Once armed with our Bibles, however, we were off to our first service.  This is a lunchtime service, and I’ve been asked to preach there for the next 3 days.  Did you ever hear of a “lunchtime” service? (Invite your neighbors over for lunch – I love it!) They are not uncommon here in Kenya, and that should give you an idea of how hungry these people are for God—services in the middle of the day with loudspeakers broadcasting the service out into the surrounding streets.  Try that in the States and see how far you get!

The place is packed and I’m asked to give a short 15-minute message as an introduction for the next few days.  This bishop is interested in building up to a crescendo in the next few days, even to introducing me to the newspapers, the mayor, and some sort of government agencies.  He’s talking so fast with that Kenyan accent that I have no idea where he’s going with this idea, but I warn him that I may not be the little darling that he thinks I am.  I have this uncomfortable habit of challenging the ecclesiastical “powers-that-be” and have made a strong stand against the corruption that is rife in the leadership of the Kenyan church. 
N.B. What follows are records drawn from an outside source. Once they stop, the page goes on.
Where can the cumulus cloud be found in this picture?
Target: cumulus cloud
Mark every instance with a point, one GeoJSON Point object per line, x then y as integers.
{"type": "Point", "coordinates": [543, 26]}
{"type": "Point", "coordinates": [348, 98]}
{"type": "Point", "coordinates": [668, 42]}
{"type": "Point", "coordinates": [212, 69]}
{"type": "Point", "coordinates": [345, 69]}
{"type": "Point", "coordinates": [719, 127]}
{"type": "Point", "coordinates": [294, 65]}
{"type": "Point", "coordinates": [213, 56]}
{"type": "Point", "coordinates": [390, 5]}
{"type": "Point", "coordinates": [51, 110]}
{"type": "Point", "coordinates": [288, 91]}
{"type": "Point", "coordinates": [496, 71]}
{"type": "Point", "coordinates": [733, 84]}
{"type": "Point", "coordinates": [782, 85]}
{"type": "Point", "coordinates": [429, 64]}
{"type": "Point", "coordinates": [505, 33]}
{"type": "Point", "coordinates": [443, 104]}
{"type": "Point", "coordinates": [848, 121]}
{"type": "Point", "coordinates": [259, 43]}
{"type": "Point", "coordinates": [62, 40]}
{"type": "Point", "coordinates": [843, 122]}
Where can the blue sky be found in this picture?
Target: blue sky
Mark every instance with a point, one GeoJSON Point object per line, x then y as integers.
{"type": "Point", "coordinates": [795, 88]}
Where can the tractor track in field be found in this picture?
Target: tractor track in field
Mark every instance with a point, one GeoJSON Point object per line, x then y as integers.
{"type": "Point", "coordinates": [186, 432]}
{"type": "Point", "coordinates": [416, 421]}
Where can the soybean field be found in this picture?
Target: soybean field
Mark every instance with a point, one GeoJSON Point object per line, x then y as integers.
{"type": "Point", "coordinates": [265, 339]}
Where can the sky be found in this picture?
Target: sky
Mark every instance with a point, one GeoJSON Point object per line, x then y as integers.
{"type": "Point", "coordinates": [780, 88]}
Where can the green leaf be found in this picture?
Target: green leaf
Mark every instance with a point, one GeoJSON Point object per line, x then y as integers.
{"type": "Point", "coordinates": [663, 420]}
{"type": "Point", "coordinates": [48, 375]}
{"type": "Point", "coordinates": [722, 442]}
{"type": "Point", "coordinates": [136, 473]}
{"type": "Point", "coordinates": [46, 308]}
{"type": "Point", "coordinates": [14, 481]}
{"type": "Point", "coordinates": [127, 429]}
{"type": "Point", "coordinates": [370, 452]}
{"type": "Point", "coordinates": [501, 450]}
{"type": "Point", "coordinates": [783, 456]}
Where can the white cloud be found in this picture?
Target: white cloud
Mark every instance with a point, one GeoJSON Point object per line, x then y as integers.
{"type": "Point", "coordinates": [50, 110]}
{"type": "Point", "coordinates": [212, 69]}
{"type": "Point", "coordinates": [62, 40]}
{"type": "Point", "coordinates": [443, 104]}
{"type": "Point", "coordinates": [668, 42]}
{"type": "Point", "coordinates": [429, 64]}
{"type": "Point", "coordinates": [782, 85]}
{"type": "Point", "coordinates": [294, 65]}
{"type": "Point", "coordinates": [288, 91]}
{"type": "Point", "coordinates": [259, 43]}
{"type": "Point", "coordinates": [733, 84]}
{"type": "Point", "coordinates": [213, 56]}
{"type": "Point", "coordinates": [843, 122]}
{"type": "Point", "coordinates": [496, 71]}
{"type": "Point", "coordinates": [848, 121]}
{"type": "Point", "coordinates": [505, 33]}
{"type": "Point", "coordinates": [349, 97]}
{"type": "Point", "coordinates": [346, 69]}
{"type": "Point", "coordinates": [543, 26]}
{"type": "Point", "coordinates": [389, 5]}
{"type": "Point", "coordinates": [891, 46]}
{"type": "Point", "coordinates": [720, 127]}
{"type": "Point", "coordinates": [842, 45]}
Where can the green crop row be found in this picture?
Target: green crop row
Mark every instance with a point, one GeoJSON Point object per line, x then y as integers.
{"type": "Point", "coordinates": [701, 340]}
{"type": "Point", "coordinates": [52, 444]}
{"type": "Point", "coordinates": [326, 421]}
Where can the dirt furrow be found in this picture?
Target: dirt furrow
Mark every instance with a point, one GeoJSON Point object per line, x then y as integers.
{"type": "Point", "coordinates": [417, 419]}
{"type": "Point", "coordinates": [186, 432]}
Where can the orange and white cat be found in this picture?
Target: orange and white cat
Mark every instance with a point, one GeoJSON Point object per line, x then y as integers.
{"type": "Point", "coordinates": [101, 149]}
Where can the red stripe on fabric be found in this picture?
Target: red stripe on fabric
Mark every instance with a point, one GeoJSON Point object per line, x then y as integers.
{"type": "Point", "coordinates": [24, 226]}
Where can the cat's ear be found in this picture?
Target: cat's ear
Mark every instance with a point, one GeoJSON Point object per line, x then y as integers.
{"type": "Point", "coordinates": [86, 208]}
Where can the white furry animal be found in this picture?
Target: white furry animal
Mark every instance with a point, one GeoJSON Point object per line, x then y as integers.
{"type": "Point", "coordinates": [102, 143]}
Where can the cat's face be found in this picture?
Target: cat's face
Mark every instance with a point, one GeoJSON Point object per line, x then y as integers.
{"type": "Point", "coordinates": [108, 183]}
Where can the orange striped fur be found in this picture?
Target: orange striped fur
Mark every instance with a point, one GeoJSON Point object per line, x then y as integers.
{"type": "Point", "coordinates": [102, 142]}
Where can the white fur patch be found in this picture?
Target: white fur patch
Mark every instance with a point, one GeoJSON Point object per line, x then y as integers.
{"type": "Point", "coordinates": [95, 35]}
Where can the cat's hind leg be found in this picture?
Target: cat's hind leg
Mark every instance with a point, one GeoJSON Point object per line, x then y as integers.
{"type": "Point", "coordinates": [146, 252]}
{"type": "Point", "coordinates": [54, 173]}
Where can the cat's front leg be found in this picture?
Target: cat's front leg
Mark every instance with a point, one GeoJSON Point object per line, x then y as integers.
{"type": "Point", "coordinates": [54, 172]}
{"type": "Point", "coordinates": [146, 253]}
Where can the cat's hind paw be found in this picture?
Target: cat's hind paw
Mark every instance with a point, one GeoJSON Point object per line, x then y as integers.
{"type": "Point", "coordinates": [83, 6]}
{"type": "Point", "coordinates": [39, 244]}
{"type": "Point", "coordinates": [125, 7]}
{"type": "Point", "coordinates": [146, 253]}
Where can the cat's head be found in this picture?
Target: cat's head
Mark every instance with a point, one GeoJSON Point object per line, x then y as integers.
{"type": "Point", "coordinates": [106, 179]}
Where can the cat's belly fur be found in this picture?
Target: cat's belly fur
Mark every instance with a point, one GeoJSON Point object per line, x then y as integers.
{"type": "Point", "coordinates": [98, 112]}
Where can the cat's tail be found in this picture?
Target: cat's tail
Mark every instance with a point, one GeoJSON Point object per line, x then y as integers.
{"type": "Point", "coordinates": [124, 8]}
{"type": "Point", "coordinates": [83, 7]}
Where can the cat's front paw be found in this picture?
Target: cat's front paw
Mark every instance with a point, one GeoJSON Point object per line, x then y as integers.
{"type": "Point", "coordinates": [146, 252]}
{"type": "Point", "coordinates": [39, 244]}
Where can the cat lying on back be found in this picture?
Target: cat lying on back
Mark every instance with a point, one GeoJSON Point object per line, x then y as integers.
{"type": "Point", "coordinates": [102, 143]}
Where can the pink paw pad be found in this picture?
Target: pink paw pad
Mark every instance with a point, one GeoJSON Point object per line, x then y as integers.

He pauses.  Then he gets up and excuses himself.  Oops.  I think I might have hit a nerve, and the deal is probably off.  Oh well, perhaps that is just as well. I’m not much for that kind of publicity and attention anyway.

But no, that’s not the case at all.  In fact, this bishop is extremely aware of the corruption in the Kenyan ecclesiastical circles (after all, he’s right in the middle of it), and he is thrilled to hear someone make the stand I have made.  He wants to promote this to the hilt and attack this problem head on.  I’m not sure what he is planning, but I will just have to leave that in his hands.  I’ve got 10 days here and very little free time to add anything new to the schedule.

As soon as the service is over, we are off to the first of several open-air services.  Have you ever been in one of these?  Very simply, you plug in some speakers and a keyboard and start singing.  In no time at all, you have a crowd dancing in the streets.  Give a message, call them to the altar for Salvation, and close with prayer for individual needs.  This is as simple a formula as you can come up with – if they won’t come to church, then take church to them.

Street preaching, as we call it back home, is not that effective or popular in America, but it works great here.  The songs turn this whole area into a block party with dancing in the streets, kids running around wild, and people all over, hanging out over their banisters and sidewalks to listen and have fun.  Hey, whatever works! 

We prayed through several people, including a whole pack of kids, handed out Bibles, and invited them back to read Bible with us tomorrow afternoon.  I’m told that as the meetings continue on, more and more people respond. 

This may turn out to be quite a week if that is so.